Figure 3. Genome-wide pleiotropy between psychiatric disorders. ADHD, attention deficit-hyperactivity disorder; BPD, bipolar disorder; SCZ, schizophrenia; MDD, major depressive disorder; ASD, autism spectrum disorder.

Generation of new categorical or quantitative trait diagnoses using genome-wide common SNP data

To create a new diagnosis or quantitative diagnostic trait from genetic data, one might consider the alleles contributing to the coheritability of several diagnoses with consistent two-way correlations, such as SZ, BD, and MDD, and use these alleles as a score, or use the polygenic risk scores that apply to multiple diagnoses.2 This score could then be considered for usefulness as a diagnosis, by testing its applicability to the bases of diagnosis as initially proposed Feighner and colleagues in 1972.1 Similarly, one could define a diagnosis or diagnostic scale, based on location of rare variants or loci consistently impacted by de novo CNVs in several psychiatric disorders, but not in control individuals.21

Members of the Bipolar and Schizophrenia Network for Intermediate Phenotypes Consortium (BSNIP) have recently presented posters with preliminary results,22,23 which illustrate this approach. The consortium is working to identify markers of psychosis across diagnostic boundaries that would generate biologically coherent separation among individuals with psychosis who are diagnosed with BD, SA, or SZ.

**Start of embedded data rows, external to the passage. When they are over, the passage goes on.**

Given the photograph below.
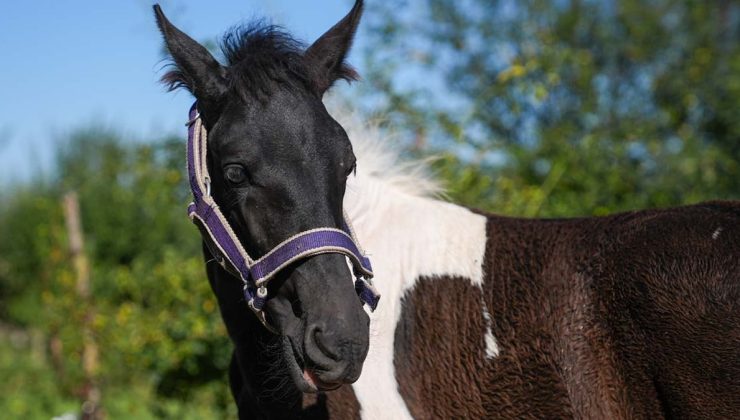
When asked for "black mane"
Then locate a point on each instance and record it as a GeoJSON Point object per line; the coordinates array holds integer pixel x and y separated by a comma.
{"type": "Point", "coordinates": [260, 59]}
{"type": "Point", "coordinates": [263, 57]}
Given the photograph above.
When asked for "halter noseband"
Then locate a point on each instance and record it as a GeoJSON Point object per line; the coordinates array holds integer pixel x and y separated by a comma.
{"type": "Point", "coordinates": [229, 252]}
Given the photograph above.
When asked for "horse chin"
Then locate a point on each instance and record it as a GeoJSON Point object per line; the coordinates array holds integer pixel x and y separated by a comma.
{"type": "Point", "coordinates": [304, 378]}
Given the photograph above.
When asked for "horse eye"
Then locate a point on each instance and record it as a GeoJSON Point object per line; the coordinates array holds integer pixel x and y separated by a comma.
{"type": "Point", "coordinates": [236, 174]}
{"type": "Point", "coordinates": [352, 169]}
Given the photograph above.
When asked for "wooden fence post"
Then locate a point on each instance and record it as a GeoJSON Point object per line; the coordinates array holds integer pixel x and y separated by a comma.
{"type": "Point", "coordinates": [91, 408]}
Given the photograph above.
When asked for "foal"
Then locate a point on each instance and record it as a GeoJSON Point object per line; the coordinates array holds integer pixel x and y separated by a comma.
{"type": "Point", "coordinates": [634, 315]}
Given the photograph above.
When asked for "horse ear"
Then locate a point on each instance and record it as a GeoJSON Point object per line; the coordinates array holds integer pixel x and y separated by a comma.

Clementz and others in the consortium identified three “biotypes” based on taxometric analyses of electrophysiological, cognitive, and other biological marker data. The measured variables were psychophysiological, and included ERR24,25 eye movements26 including stop-signal tasks, and a cognitive battery.27 SNPs used to calculate polygenic risk scores (PGRS), which appear similar to the RSPs described above, for SZ were derived from very large-scale studies of the Psychiatric Genomics Consortium (PGC) samples, and PGRSs were calculated from whole-genome genotypic arrays for each of the 340 patients studied and for 112 healthy controls. They then compared the three biotype groups on the degree of genetic loading as measured by polygenic risk scores. Essentially, only patients classified as Biotype 1 had significantly greater polygenic risk scores than the healthy controls, but the distribution of diagnoses was the same in each of the three biotypes.

Assuming replication of this initial finding, could this lead to Biotype 1 as a new diagnostic category? We can consider the multiple steps toward that goal as an exercise. A first issue to be resolved is whether the taxometric (categorical) analysis that led to three biotypes is the best way to combine the underlying variables, since the underlying variables are quantitative and the PGRS that was related to biotypes is also a quantitative trait. Apart from that issue, further supporting evidence would be needed to relate the biotypes to the other components of diagnosis. If we consider the “laboratory test” part of diagnosis to mean a biological understanding, then the PGRS, after all, is not a biologically meaningful scale. It needs to be functionally parsed, as in Purcell et al 2014,28 in order to lead to actual biological mechanisms (see discussion below on the relationship of molecular networks to diagnosis). This parsing would only be a first step toward supporting molecular biological hypotheses based on the PGRS. Other types of measurement useful in studying the CNS in psychiatric disorders would also need to be studied for correlation with the biotype groupings, such as the various types of brain imaging measures. In addition to biology, but not unrelated to it, a coherence of other illnessrelated traits is needed to support a diagnostic distinction, as described in Feighner and colleagues' paper.1 This would include whether the biotypes coaggregate in families, whether there are different ages of onset and courses of illness associated with the biotypes, and, perhaps most importantly, whether there were different treatment responses, such as to specific drugs, associated with the different biotypes.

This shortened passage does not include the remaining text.